US embassies attacked in Yemen, Egypt after Libya envoy killed

SANAA/CAIRO (Reuters) – Demonstrators attacked the US embassies in Yemen and Egypt yesterday in protest at a film they consider blasphemous to Islam, and the United States sent war ships towards Libya, where the US ambassador was killed in related violence this week.

In Libya, authorities said they had made four arrests in the investigation into the attack that killed ambassador Christopher Stevens and three other Americas in Benghazi on Tuesday.

US President Barack Obama, facing a new foreign policy crisis less than two months before seeking re-election, has vowed to bring to justice those responsible for the Benghazi attack, which US officials said may have been planned in advance – possibly by an al Qaeda-linked group.

US Secretary of State Hillary Clinton said Washington had nothing to do with the crudely made film posted on the Internet, which she called “disgusting and reprehensible.”

The amateurish production, entitled the Innocence of Muslims, and originating in the United States, portrays Mohammad as a womaniser, a homosexual and a child abuser.

For many Muslims, any depiction of the Prophet is blasphemous and caricatures or other characterisations have in the past provoked violent protests across the Muslim world.

Demonstrations spread further yesterday, with US embassies again the targets of popular anger among Muslims questioning why the United States has failed to take action against the makers of the film.

Hundreds of Yemenis broke through the main gate of the heavily fortified US embassy compound in Sanaa, shouting “We sacrifice ourselves for you, Messenger of God.” They smashed windows of security offices outside the embassy and burned cars.

A security source said at least 15 people were wounded, some by gunfire, before the government ringed the area with troops.
In Egypt, protesters hurled stones at a police cordon around the US embassy in Cairo after climbing into the compound and tearing down the American flag. The state news agency said 13 people had been hurt in violence since late on Wednesday.

Around 200 demonstrators gathered outside the US embassy in Kuwait and hoisted banners, one of which read in English: “USA stop the bullshit. Respect us.”

In Bangladesh, Islamists tried to march on the US embassy in Dhaka and Iranian students protested in Tehran. Earlier in the week, there were protests outside US missions in Tunisia, Morocco and Sudan and state-backed Islamic scholars in Sudan have called a mass protest after Friday prayers

The US ambassador to Libya was killed during a protest against the film when Islamists armed with guns, mortars and grenades staged military-style assaults on the Benghazi mission.

A Libyan doctor said Stevens died of smoke inhalation. US information technology specialist Sean Smith also died at the consulate, while two other Americans were killed when a squad of security personnel sent by helicopter from Tripoli to rescue diplomats from a safe house came under mortar attack.
Of the latter, one was identified by his family as Glen Doherty, 42, a former Navy SEAL who worked as a private security contractor. US media identified the other man as another former navy SEAL – Tyrone Woods, aged 41.
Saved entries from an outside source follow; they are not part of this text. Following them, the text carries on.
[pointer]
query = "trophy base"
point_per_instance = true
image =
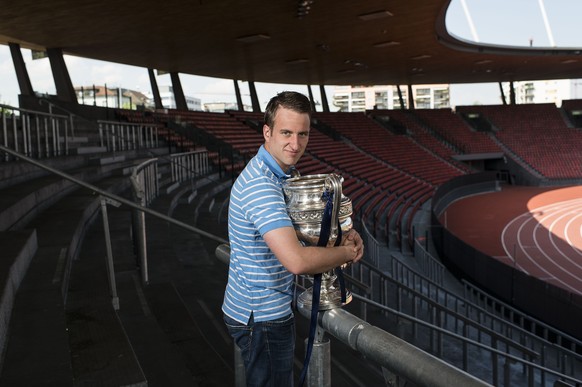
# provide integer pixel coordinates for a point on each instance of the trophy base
(329, 298)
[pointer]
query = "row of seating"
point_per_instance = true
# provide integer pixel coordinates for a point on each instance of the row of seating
(532, 133)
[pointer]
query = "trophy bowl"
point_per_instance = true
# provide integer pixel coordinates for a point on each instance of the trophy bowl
(306, 198)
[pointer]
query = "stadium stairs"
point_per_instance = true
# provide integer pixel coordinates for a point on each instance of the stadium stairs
(59, 327)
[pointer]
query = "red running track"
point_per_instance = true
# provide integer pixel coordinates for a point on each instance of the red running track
(535, 229)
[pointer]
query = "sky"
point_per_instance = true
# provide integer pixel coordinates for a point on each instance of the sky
(507, 22)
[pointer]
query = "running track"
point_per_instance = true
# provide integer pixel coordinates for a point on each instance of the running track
(536, 230)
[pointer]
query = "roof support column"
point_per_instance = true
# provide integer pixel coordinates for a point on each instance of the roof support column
(238, 96)
(178, 92)
(63, 84)
(155, 90)
(254, 97)
(503, 100)
(400, 99)
(312, 102)
(324, 102)
(20, 68)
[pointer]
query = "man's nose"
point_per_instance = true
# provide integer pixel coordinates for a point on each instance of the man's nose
(294, 142)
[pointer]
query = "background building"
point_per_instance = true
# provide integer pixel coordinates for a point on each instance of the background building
(548, 91)
(361, 98)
In an interview with the US network ABC News last month Doherty said he was working with the State Department on an intelligence mission to round up and destroy shoulder-fired surface-to-air missiles.

Thousand of these missiles went missing in Libya after Muammar Gaddafi’s overthrow by in a US-backed uprising last year, prompting concerns that they could end up in the hands of al Qaeda militants.

Stevens, 52, had spent a career operating in perilous places, mostly in the Arab world, and became the first American ambassador killed in an attack since Adolph Dubs, the US envoy to Afghanistan, died in a 1979 kidnapping attempt.
Tuesday’s incident, on what was the 11th anniversary of al Qaeda’s attacks on the United States on Sept. 11, 2001, has created a worrying foreign policy crisis for Obama ahead of his re-election bid.

Speaking at a campaign rally in Colorado yesterday, Obama said he had ordered his administration to do whatever was necessary to protect Americans abroad and that aides had been in contact with other governments “to let them know they’ve got a responsibility to protect our citizens.”